The information contained in this announcement is for background purposes only and does not purport to be full or complete. No reliance may or should be placed by any person for any purposes whatsoever on the information contained in this announcement or on its completeness, accuracy or fairness. All information presented or contained in this announcement is subject to verification, correction, completion and change without notice. However, the Company does not undertake to provide the recipient of this announcement with any additional information, or to update this announcement or to correct any inaccuracies.

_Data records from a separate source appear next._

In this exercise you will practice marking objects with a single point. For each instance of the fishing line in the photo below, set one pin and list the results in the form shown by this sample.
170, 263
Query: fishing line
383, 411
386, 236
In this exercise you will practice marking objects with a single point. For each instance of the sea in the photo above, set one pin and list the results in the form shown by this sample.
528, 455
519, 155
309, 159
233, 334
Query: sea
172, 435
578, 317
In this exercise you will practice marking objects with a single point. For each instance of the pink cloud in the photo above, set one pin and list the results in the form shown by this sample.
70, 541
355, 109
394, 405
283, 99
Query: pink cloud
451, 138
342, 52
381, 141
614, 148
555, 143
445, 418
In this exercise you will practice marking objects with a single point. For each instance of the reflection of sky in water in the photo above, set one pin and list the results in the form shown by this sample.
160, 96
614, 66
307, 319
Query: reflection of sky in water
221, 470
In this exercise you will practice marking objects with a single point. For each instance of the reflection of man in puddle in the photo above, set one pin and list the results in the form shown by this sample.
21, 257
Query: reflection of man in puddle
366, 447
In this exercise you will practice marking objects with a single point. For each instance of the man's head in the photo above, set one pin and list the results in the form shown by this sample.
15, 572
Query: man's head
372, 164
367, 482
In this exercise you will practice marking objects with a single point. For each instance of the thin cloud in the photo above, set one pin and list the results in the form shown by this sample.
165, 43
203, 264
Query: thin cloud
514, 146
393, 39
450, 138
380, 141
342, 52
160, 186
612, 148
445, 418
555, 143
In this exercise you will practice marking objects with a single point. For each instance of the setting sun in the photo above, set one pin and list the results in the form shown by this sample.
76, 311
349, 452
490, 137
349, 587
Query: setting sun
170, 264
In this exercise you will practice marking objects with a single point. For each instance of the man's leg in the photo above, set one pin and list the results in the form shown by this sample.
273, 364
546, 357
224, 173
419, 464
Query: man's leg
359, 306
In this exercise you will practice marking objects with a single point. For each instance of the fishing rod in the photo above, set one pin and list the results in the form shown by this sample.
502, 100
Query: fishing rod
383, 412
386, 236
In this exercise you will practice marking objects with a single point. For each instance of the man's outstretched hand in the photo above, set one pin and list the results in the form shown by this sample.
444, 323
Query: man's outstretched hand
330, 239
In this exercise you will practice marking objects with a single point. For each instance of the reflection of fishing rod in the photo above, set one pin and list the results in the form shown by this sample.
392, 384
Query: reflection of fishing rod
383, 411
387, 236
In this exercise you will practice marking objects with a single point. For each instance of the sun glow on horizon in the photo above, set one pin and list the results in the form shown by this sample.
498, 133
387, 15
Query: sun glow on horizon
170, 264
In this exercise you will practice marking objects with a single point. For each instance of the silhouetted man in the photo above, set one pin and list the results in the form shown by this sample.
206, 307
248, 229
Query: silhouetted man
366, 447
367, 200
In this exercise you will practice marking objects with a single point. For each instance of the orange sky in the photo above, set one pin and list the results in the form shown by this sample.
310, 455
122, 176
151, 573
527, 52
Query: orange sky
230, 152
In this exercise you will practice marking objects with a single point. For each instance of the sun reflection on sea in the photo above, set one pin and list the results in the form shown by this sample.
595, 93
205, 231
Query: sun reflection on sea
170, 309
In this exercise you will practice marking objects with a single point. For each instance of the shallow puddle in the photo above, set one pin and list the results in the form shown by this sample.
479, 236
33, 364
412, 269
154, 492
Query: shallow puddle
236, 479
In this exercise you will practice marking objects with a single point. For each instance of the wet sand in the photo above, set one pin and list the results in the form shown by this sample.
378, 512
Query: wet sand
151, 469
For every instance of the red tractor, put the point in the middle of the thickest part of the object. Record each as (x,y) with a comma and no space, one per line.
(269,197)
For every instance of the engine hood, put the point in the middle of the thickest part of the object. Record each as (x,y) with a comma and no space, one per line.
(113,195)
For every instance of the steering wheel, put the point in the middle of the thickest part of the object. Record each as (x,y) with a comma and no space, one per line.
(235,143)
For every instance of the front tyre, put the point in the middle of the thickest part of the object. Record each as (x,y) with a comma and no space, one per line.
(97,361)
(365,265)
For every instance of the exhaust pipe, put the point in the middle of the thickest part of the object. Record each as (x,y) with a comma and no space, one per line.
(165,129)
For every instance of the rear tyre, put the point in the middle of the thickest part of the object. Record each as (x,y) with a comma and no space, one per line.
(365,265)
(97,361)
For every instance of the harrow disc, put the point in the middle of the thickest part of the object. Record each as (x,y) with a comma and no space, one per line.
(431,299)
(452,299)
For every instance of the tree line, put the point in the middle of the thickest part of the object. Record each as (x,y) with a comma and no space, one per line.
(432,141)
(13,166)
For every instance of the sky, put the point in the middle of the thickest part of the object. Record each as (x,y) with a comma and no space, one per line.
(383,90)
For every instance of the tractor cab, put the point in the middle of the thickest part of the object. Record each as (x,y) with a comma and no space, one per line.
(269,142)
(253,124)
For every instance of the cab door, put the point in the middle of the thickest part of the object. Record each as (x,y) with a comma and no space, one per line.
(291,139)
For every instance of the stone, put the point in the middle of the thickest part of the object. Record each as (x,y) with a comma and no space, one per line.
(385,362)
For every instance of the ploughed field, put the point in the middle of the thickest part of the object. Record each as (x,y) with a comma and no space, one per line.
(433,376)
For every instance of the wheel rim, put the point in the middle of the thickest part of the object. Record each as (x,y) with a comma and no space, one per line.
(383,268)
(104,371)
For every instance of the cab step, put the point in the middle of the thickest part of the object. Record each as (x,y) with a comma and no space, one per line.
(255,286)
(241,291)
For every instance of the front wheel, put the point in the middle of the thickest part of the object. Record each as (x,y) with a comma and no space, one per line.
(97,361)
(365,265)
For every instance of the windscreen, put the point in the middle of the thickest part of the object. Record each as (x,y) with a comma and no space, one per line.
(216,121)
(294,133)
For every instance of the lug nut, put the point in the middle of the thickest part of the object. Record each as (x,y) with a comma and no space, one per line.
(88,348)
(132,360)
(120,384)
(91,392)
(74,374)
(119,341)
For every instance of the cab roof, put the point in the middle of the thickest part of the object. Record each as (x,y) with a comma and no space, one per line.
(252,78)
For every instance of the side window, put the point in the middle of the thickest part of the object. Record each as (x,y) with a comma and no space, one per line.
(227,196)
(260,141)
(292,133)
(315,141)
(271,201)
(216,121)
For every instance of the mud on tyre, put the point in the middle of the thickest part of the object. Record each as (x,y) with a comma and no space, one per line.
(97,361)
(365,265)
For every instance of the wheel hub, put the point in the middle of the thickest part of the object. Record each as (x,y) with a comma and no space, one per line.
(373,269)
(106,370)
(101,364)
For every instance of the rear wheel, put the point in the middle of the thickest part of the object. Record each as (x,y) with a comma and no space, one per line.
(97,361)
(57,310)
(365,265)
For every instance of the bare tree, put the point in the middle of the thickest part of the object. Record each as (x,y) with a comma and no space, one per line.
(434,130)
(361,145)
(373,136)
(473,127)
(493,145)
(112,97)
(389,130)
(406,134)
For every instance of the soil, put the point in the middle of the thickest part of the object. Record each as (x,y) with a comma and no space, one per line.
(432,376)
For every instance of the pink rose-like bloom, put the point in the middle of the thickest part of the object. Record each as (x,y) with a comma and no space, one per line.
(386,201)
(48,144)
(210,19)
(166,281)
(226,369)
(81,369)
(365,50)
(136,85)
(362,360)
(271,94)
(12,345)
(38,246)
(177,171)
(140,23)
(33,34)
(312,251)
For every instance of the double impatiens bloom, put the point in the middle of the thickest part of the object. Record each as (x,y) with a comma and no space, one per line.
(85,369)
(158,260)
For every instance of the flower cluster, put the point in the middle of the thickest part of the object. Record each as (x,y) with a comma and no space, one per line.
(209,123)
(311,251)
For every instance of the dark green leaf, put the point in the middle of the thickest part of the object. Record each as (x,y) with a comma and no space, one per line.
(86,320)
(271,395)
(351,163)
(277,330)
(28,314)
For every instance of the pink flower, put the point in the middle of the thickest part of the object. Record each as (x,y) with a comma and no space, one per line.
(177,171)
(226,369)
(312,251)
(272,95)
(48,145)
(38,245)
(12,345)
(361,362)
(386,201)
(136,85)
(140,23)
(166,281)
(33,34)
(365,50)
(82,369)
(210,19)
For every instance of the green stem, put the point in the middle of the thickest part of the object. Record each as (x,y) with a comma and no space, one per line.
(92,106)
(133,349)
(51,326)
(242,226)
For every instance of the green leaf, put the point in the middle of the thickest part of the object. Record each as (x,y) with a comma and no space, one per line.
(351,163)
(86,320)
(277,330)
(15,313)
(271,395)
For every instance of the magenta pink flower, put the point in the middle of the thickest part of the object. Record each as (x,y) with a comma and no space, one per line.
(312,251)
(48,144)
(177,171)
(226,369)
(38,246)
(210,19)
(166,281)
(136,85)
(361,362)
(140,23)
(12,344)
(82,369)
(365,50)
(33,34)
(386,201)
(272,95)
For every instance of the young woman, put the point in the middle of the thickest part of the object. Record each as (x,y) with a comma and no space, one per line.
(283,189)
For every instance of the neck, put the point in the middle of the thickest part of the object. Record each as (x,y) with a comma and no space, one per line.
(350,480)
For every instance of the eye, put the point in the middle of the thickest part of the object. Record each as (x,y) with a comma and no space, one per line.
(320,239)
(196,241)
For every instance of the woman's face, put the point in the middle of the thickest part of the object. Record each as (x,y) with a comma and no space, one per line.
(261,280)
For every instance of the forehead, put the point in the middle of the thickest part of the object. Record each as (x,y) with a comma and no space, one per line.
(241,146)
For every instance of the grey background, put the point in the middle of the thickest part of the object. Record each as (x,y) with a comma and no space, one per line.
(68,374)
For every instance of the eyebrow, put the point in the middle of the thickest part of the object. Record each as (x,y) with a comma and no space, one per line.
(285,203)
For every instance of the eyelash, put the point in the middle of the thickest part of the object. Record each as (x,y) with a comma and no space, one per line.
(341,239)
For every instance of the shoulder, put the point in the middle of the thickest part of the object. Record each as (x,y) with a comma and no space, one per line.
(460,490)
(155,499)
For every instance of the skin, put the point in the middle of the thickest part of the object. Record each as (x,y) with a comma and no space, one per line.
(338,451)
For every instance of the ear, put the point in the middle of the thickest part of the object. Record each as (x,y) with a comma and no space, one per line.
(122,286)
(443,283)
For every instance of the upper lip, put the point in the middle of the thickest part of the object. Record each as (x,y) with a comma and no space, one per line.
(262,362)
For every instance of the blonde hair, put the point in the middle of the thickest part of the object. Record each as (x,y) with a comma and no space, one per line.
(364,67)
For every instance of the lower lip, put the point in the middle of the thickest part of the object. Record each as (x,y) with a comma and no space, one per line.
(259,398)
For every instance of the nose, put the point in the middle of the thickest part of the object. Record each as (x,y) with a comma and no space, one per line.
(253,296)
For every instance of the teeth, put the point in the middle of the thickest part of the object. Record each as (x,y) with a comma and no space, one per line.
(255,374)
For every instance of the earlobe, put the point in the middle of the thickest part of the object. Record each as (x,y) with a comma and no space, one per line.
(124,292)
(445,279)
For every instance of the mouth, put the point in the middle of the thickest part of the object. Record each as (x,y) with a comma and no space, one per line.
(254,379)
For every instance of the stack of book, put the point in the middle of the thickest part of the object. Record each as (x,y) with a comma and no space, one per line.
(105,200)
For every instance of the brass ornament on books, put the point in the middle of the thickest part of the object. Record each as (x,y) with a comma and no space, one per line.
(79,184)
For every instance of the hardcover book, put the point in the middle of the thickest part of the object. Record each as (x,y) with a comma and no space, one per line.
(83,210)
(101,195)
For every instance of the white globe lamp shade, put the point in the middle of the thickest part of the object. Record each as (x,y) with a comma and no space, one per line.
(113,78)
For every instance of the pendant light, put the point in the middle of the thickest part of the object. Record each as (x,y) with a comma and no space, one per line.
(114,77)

Forward-looking statements

Certain statements contained in this announcement, including any information as to the Company’s strategy, plans or future financial or operating performance constitute “forward-looking statements”. These forward-looking statements can be identified by the use of forward-looking terminology, including the terms “believes”, “estimates”, “anticipates”, “projects”, “expects”, “intends”, “aims”, “plans”, “predicts”, “may”, “will”, “seeks” or “should” or, in each case, their negative or other variations or comparable terminology, or by discussions of strategy, plans, objectives, goals, future events or intentions. These forward-looking statements include all matters that are not historical facts. They appear in a number of places throughout this announcement and include statements regarding the intentions, beliefs or current expectations of the directors of the Company concerning, amongst other things, the Company’s results of operations, financial condition and performance, prospects, growth and strategies and the industry in which the Company operates.

By their nature, forward looking statements address matters that involve risks and uncertainties because they relate to events and depend on circumstances that may or may not occur in the future. Forward-looking statements are not guarantees of future performance and the Company’s actual results of operations and financial condition, and the development of the business sector in which the Company operates, may differ materially from those suggested by the forward-looking statements contained in this announcement.

In addition, even if the Company’s results of operations and financial condition, and the development of the industry in which the Company operates, are consistent with the forward-looking statements contained in this announcement, those results or developments may not be indicative of results or developments in subsequent periods.

The forward-looking statements contained in this announcement speak only as of the date of this announcement. The Company disclaims any obligation or undertaking to release publicly any updates or revisions to any forward-looking statements contained in this announcement to reflect any change in its expectations or any change in events, conditions or circumstances on which such statements are based unless required to do so by applicable law.